The CHECK lines are based on trunk today (this RAUW patch is not in play). So this example miscompiles independently of this patch - see this line:

; CHECK-NEXT:    [[SPEC_STORE_SELECT87:%.*]] = zext i1 undef to i32

The result of the function is based on that value, so we can get the whole thing wrong depending on what we choose for 'undef'.

The result of the function is based on that value, so we can get the whole thing wrong depending on what we choose for 'undef'.

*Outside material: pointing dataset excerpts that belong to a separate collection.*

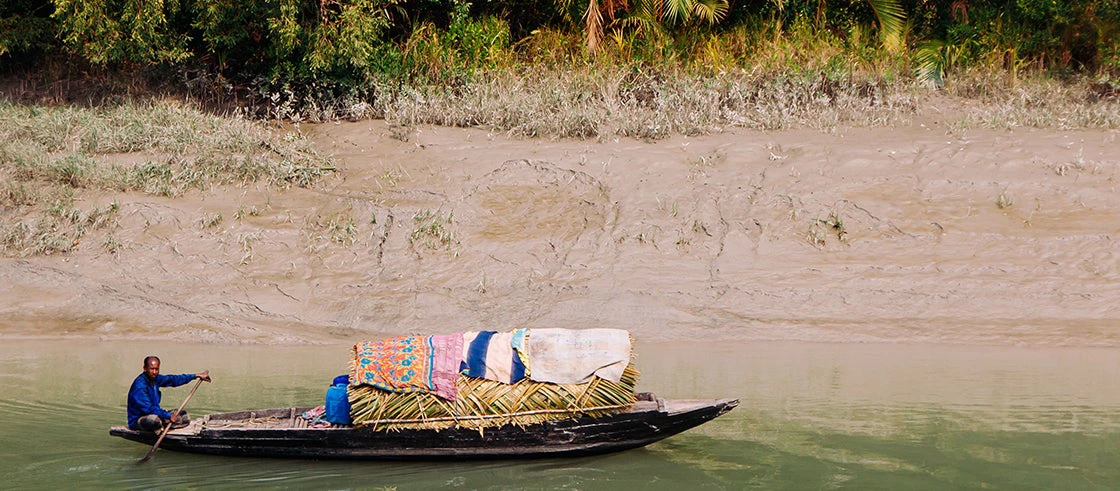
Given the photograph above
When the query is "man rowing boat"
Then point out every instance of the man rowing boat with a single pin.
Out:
(143, 397)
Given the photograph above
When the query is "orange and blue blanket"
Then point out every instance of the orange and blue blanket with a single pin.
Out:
(410, 364)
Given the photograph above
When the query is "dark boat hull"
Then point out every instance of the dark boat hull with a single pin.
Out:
(646, 423)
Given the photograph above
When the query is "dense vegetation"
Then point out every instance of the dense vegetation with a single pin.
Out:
(289, 55)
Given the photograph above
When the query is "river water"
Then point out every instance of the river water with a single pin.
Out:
(812, 416)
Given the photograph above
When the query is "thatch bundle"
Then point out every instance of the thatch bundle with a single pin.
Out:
(483, 404)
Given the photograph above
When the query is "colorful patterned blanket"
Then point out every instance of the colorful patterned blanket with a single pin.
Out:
(410, 364)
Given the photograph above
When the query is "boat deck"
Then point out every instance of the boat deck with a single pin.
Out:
(290, 418)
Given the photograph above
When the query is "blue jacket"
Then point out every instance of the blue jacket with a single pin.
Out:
(143, 396)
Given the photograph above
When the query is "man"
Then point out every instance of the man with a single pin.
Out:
(143, 397)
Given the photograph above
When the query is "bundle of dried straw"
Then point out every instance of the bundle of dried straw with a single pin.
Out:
(483, 404)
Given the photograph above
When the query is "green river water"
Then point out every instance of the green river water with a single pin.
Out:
(812, 416)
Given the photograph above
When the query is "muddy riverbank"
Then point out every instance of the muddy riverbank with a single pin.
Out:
(918, 233)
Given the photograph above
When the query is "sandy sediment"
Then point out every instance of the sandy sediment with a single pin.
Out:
(904, 234)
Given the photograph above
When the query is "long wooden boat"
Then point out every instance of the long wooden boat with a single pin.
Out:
(282, 433)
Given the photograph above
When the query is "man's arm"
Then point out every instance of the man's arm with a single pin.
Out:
(182, 379)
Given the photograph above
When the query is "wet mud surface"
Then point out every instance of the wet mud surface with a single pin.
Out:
(906, 234)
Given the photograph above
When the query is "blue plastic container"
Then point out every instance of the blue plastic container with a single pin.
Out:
(337, 407)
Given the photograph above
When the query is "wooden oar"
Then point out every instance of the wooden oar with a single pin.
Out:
(168, 427)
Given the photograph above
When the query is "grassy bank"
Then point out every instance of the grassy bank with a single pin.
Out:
(54, 155)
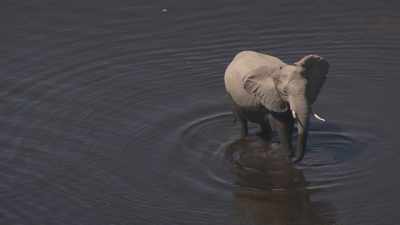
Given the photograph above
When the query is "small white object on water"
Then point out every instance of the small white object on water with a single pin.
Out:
(319, 118)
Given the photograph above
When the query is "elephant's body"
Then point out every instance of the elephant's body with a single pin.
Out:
(266, 91)
(239, 69)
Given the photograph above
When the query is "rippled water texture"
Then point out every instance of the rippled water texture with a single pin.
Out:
(116, 113)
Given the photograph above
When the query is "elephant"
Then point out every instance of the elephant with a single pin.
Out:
(271, 93)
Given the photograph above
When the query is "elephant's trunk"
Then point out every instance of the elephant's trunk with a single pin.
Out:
(302, 111)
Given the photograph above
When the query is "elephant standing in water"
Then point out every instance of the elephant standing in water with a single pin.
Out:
(266, 91)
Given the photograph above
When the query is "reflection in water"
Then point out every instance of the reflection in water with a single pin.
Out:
(270, 189)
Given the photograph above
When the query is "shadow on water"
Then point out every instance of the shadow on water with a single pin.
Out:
(270, 190)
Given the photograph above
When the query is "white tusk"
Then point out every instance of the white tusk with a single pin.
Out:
(294, 114)
(319, 118)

In case that's not clear because SLP leaves dead code everywhere - if you pass the output of SLP to instcombine:

define i1 @bad_insertpoint_rdx([8 x i32]* %p) #0 {
  ret i1 false
}

Reopening - reverted here:
rG6f1cc4151a5a

Looks like we need to adjust the IR insert point for the cmp (the whole reduction?) because we may create invalid IR otherwise ("Instruction does not dominate all uses!").

Seems to me, need to fix the code in line 6745. Instead of Builder.SetInsertPoint(cast<Instruction>(ReductionRoot)); need to set the insertion point to the CMPInst if ReductionRoot is SelectInst.

This revision was automatically updated to reflect the committed changes.